27 juin 2025
Serge Rezvani, Nos âmes rebellespar Simonetta Greggio, romancière
Il y a des artistes qui s’illustrent par leurs succès. D’autres dont la vie est le chef d’œuvre. C’est le cas de Rezvani. Portrait du lauréat du prix Marguerite Yourcenar 2025 pour l’ensemble de son œuvre.
Et découvrez à la fin de ce portrait la vidéo « ConversationS » entre Serge Rezvani et Isabelle Jarry.
Si je devais faire un film sur lui, je débuterais par un travelling sur le générique d’une de ses chansons, Jamais je ne t’ai dit que je t’aimerai toujours, Ô mon amour, Jamais tu ne m’as promis de m’adorer toute la vie. Il y aurait un jeune homme brun et une jeune femme toute aussi brune, cheveux dans le vent, chevauchant une antique et trop grosse moto ; le jeune homme lâcherait le guidon en gardant les bras en l’air, elle aurait peur et la moto tanguerait sur un chemin tout blanc de la poussière de l’été, parmi les chênes liège et les oliviers sauvages, et il crierait Luuuuulaaaaaaaaaaaaaaaaa ! et elle rirait, effroi et jubilation mêlées.
Ensuite apparaîtrait le titre en grand, Rezvani, ce nom qui est devenu un prénom, suivi de ces prénoms dont il change, c’est selon : Boris, comme son père l’appelait, Cyrus, dans ses mails aujourd’hui, Serge, ça allait plus vite pour ses papiers, Cham, un alter ego pour ses écrits – même si Lula, la femme de sa vie – les autres aussi, celles qui l’ont tant aimé –, l’appelait Mon Amour, car c’est ce qu’il est. Un amour de mec, peintre, chansonnier, écrivain. Poète. On le connaît sans trop savoir qui il est, il fait partie d’une France qu’on a adorée, celle des bohèmes de Montparnasse, des artistes sans le sou qui soudain avaient le monde à leurs pieds, des nouvelles vagues qui ont tout chamboulé, et des fées. Anna Karina, Jeanne Moreau, ces filles qui nous ont troublés, qu’on a détaillées au plus près pour essayer de comprendre où la magie se nichait, là où il n’y avait qu’une grâce infinie, une voix, un accent, une allure, une bouche et des yeux. La mémoire qui flanche, Le tourbillon de la vie, Le blues indolent, autant de chansons qui ont marqué nos vies.
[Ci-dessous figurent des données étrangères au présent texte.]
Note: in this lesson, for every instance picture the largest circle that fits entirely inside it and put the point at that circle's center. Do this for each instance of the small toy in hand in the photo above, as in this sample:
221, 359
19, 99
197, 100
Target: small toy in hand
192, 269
Mais qui sait vraiment ce qui se cache dans cet homme qui a traversé le siècle – il est né au printemps 1928 –, qui a tout dit de lui et de ses idées et de ses sentiments sans jamais, vraiment, se dévoiler ? Qui sait ce que cet homme pense et fait, lui qui pense et crée sans cesse depuis si longtemps que ses contemporains sont devenus parfois légende et mythe, et plus souvent poussière et oubli ? Rezvani, lui, est toujours là comme une sentinelle, un type debout qui ne laisse, jamais, rien passer sans l’analyser, le réfléchir, miroir des ères, héros du quotidien. Et dont la filiation a fait un redoutable témoin des époques à peine passées.
Son père
J’ai utilisé le mot magie quand c’est charme qu’il eût fallu employer. Charme qu’il a dangereusement hérité de son père, auquel dans son œuvre écrite – plus de quarante romans, quinze pièces de théâtre, deux recueils de poèmes – il rend souvent un hommage bouleversant, bouleversé. Né en 1900 à Ispahan, Medjid-Khan était danseur dans les Ballets russes, magicien renommé et auteur d’ouvrages sur la prestidigitation et les arts du spectacle, traducteur de Molière du russe au persan, ami éphémère de Picasso, père de substitution de Roger Vadim, qui l’adorait. Rezvani aussi adore son père ; il le déteste tout aussi bien. Il l’aime comme un fou, son père non plus. Il a de la compassion pour lui, il pourrait le tuer. Son père, c’est la vie dans tout ce qu’elle a de plus drôle, venimeuse, enchantée, mensongère, sentimentale et sans pitié. Si son père est une étoile désaxée, sa mère est une douleur qui ne file sous les cendres que pour mieux redoubler d’intensité, feu qui couve et ne se consume pas.
Sa mère
Adèle, violoniste juive émigrée de Russie, adepte du mage Gurdjieff, miraculée des frontières entre Révolution et Nouveau Monde, est un fantôme qu’on poursuit sans pouvoir l’attraper. Elle s’installe en France avec son fils alors qu’il n’a qu’un an ; et jusqu’à l’âge de sept, Serge ne parlera que le russe, sa langue maternelle. Rezvani me dit, au détour d’une balade aux jardins du Luxembourg : Je dormais à ses côtés dans le même lit, enfoui dans ses bras. Elle était charcutée, le corps défait par des opérations successives, un morceau de sein ôté, puis un autre et un autre. Elle me murmurait les noms de tous ces gens que je ne connaissais pas, elle me parlait d’eux pour les faire exister à travers moi, pour elle qui, bientôt, n’existerait plus du tout.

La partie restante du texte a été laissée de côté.